Für die Aufbereitung digitaler oder digitalisierter Aufnahmen sowie für die Kombination mehrerer Bilder wird am Markt eine ganze Reihe von Software angeboten. In diesem Fall kamen für die Überlagerung der Bilder Registar (Auriga Imaging) sowie für die Bearbeitung das bewährte Photoshop (Adobe Systems) zum Einsatz. Photoshop bietet unter anderem den Vorteil, auch bei enormen Dateigrößen noch die Verwaltung sowie die gesonderte Bearbeitung der sich im Laufe der Zusammenstellung des Gesamtbildes ergebenden unterschiedlichen Bildebenen zu ermöglichen. Die gleichmäßige Ausleuchtung des Gesamtbildes stand beim »Herz des Himmels« nicht im Vordergrund; vielmehr wurde, wie bereits bei den Scans darauf Wert gelegt, nicht alle Bereiche mit einer gleichmäßigen Helligkeit zu versehen. Ziel dabei war es, sowohl Strukturen in hellen Bereichen als auch schwache Nebel in dunkleren Bereichen zur Geltung bringen zu können.

Zahlen

Der Scan einer Einzelaufnahme ergab eine (8-Bit-) TIFF-Datei mit einer Größe von knapp über 100 Megabyte. Während der Bearbeitungszeit überschritt das Gesamtbild mehrfach eine Dateigröße von 2 Gigabyte, was selbst Photoshop an seine Grenzen brachte und die vorzeitige Verschmelzung einzelner Bildebenen erforderlich machte. Das nunmehr aus einer einzelnen Ebene bestehende Gesamtbild hat eine Dateigröße von »nur noch« etwa 750 Megabyte.
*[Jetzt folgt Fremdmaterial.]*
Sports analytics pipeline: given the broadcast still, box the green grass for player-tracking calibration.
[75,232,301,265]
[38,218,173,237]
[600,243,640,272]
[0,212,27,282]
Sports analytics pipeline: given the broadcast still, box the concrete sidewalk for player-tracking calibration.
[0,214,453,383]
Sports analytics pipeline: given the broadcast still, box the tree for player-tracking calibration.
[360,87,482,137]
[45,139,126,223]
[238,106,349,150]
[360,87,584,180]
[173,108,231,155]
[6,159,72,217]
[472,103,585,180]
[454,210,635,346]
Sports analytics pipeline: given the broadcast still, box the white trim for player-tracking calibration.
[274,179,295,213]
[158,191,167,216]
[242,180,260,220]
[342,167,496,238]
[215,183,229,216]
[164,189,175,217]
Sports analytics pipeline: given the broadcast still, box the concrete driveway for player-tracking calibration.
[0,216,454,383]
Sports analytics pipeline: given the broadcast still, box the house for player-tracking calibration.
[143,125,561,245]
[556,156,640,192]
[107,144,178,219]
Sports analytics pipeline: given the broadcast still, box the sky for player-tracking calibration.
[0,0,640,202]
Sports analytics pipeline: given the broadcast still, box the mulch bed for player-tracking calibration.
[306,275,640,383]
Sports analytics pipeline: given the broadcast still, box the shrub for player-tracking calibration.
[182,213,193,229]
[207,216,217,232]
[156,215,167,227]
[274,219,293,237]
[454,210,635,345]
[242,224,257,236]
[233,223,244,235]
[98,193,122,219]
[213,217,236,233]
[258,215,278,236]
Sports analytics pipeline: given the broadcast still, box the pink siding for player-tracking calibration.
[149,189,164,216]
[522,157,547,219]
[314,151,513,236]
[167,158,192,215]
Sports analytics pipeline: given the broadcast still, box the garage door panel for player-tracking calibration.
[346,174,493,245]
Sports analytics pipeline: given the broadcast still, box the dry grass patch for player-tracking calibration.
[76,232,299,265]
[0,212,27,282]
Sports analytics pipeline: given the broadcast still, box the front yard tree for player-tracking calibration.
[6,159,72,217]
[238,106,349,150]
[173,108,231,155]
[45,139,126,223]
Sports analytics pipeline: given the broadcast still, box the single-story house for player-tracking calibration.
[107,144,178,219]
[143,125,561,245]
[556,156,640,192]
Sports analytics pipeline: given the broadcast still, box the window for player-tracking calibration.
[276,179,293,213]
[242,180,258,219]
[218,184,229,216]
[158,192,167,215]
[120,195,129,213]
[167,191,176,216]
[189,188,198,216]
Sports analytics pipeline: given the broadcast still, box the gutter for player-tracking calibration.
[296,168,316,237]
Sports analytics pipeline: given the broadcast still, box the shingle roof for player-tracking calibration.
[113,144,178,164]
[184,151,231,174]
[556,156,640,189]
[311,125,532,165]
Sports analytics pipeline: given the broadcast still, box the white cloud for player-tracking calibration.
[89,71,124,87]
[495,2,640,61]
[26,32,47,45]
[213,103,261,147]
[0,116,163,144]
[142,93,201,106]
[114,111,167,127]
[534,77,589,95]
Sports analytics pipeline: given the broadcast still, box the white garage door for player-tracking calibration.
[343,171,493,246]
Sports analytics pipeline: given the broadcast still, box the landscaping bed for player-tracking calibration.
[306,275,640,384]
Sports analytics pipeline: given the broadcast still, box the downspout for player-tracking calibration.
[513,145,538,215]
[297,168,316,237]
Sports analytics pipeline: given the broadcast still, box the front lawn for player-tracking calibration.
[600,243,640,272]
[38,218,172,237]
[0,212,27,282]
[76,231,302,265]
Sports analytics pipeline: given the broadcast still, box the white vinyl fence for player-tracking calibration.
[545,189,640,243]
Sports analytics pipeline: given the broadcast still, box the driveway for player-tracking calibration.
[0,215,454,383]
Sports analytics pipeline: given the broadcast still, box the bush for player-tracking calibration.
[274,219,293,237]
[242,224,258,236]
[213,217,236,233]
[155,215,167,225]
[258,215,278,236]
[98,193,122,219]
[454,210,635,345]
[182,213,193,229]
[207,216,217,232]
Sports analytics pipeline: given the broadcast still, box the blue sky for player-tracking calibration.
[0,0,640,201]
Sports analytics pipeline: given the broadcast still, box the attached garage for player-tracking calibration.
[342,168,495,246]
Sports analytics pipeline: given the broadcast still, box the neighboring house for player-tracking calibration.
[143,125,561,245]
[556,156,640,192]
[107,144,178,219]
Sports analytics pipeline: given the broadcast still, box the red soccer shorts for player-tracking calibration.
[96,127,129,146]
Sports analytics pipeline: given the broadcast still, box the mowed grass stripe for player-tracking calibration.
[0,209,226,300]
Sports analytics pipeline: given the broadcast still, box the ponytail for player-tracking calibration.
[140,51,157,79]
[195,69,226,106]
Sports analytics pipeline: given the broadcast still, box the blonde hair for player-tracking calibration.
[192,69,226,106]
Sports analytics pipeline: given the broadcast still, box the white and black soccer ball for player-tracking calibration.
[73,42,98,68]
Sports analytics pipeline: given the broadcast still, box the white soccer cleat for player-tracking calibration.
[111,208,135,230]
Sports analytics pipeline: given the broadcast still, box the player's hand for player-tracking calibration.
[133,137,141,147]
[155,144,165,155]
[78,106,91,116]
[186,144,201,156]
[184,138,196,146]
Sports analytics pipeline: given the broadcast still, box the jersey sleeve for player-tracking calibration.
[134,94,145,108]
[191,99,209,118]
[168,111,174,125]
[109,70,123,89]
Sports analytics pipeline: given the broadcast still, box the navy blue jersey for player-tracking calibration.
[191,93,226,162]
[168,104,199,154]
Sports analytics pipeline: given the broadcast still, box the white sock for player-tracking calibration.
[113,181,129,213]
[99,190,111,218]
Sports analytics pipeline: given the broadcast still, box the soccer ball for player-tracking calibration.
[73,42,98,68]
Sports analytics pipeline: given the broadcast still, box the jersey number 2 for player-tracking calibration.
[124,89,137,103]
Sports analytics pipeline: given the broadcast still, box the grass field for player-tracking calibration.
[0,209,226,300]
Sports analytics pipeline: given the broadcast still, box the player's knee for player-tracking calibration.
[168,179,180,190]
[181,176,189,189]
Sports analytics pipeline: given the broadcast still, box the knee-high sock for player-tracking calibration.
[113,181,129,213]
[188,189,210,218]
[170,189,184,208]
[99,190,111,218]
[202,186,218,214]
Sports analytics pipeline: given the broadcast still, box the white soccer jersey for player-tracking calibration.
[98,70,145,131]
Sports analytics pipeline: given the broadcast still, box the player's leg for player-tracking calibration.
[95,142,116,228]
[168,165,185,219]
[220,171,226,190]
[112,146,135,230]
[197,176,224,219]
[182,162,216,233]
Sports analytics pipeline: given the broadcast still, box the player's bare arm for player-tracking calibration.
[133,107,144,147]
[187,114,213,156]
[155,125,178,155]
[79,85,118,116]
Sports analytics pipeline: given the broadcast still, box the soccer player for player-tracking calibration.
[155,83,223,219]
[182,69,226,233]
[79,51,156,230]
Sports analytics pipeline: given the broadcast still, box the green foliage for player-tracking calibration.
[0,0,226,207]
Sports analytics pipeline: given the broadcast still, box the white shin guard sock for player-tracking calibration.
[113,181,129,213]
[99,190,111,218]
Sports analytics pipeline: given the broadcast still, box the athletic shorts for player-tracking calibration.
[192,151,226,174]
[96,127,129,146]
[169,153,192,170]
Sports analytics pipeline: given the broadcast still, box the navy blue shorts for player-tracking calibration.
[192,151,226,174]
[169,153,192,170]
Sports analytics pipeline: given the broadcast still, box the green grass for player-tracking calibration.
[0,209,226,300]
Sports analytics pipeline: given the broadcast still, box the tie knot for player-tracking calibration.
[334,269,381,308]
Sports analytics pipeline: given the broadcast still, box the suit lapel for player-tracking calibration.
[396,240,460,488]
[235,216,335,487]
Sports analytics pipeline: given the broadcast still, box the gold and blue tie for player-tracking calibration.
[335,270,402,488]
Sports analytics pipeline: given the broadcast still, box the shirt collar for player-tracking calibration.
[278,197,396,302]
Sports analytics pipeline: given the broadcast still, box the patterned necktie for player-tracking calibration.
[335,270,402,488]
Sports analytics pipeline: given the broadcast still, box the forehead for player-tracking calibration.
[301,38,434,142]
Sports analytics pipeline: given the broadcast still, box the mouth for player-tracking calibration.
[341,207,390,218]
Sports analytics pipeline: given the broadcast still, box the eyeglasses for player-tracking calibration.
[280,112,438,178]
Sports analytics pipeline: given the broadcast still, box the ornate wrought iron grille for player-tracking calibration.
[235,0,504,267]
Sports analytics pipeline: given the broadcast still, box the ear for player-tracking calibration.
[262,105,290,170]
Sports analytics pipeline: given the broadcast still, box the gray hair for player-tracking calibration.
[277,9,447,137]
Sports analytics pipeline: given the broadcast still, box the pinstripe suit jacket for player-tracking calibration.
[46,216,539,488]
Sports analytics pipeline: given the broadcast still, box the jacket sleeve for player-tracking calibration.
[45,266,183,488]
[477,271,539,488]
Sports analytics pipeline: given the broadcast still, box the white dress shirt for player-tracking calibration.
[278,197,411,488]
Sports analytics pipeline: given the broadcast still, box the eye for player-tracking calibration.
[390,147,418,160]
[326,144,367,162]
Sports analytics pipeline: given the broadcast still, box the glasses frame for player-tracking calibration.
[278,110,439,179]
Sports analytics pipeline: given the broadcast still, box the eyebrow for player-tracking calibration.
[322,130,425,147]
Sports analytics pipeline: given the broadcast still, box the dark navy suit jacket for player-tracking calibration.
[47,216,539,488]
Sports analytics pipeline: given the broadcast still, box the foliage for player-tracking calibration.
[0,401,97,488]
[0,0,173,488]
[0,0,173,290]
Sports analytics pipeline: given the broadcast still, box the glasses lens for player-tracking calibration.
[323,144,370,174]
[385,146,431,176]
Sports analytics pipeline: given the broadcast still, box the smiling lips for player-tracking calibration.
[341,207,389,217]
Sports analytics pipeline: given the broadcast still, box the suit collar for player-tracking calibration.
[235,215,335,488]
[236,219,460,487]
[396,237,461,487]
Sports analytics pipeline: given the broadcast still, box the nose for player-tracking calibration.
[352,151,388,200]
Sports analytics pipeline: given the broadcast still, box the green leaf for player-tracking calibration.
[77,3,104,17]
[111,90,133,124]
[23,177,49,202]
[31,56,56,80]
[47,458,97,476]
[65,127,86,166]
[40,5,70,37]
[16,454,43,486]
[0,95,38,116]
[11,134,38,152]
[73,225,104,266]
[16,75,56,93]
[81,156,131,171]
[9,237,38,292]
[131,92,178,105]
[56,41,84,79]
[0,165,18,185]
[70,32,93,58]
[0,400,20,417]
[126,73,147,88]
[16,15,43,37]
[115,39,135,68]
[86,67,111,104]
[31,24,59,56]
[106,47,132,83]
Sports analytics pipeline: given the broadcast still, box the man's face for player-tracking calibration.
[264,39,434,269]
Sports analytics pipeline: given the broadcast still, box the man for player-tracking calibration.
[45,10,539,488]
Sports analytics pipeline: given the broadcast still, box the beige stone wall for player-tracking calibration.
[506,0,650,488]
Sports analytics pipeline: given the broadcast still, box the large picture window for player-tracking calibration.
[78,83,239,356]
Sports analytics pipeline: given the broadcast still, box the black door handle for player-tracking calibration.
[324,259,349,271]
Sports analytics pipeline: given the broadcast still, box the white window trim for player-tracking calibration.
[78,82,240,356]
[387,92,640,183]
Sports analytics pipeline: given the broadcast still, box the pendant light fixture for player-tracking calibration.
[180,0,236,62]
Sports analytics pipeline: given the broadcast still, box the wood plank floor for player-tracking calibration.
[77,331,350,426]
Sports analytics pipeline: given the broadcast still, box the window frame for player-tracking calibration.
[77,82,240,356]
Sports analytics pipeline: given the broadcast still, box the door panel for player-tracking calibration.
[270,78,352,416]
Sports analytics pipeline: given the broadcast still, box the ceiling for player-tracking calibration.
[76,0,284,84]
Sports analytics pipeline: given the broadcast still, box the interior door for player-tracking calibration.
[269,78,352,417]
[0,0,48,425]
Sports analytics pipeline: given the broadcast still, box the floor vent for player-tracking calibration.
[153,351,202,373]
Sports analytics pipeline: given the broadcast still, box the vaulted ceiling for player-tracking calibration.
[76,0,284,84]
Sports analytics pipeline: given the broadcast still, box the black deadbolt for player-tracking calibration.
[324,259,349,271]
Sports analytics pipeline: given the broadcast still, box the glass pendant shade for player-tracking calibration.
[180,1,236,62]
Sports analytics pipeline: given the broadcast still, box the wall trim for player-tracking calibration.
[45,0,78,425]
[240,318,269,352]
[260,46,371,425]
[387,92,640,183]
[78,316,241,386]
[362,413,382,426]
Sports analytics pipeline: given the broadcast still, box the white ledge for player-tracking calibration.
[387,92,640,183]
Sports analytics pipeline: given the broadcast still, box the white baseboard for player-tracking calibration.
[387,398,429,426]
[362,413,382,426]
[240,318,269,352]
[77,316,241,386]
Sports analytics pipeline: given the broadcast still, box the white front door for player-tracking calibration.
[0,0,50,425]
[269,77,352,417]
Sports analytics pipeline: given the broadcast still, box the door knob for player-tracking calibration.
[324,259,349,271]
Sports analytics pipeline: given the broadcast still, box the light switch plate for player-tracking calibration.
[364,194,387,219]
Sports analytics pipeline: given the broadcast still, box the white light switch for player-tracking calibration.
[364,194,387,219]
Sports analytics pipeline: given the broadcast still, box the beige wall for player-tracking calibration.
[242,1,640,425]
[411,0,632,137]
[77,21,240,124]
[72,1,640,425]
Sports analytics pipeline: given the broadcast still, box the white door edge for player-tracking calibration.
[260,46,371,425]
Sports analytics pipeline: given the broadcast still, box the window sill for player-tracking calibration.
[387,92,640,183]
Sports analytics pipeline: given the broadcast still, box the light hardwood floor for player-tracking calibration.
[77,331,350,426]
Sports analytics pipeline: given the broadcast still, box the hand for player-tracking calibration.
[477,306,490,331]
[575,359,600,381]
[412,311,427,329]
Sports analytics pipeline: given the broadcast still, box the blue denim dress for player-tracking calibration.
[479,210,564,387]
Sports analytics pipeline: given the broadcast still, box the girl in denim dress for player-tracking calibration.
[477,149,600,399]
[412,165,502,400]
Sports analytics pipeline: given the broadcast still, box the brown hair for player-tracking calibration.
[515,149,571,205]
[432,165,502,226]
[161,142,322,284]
Die Auflösung beträgt 15500×16500 Bildpunkte, was in etwa 255 Megapixel entspricht. Vielleicht wird es in ein paar Jahren digitale Kameras geben, welche ähnliche Auflösungen mit wenigen oder gar einer einzigen Aufnahme erreichen. Bis dahin gilt jedoch, zumindest für Panoramaaufnahmen: Es muss nicht immer CCD sein!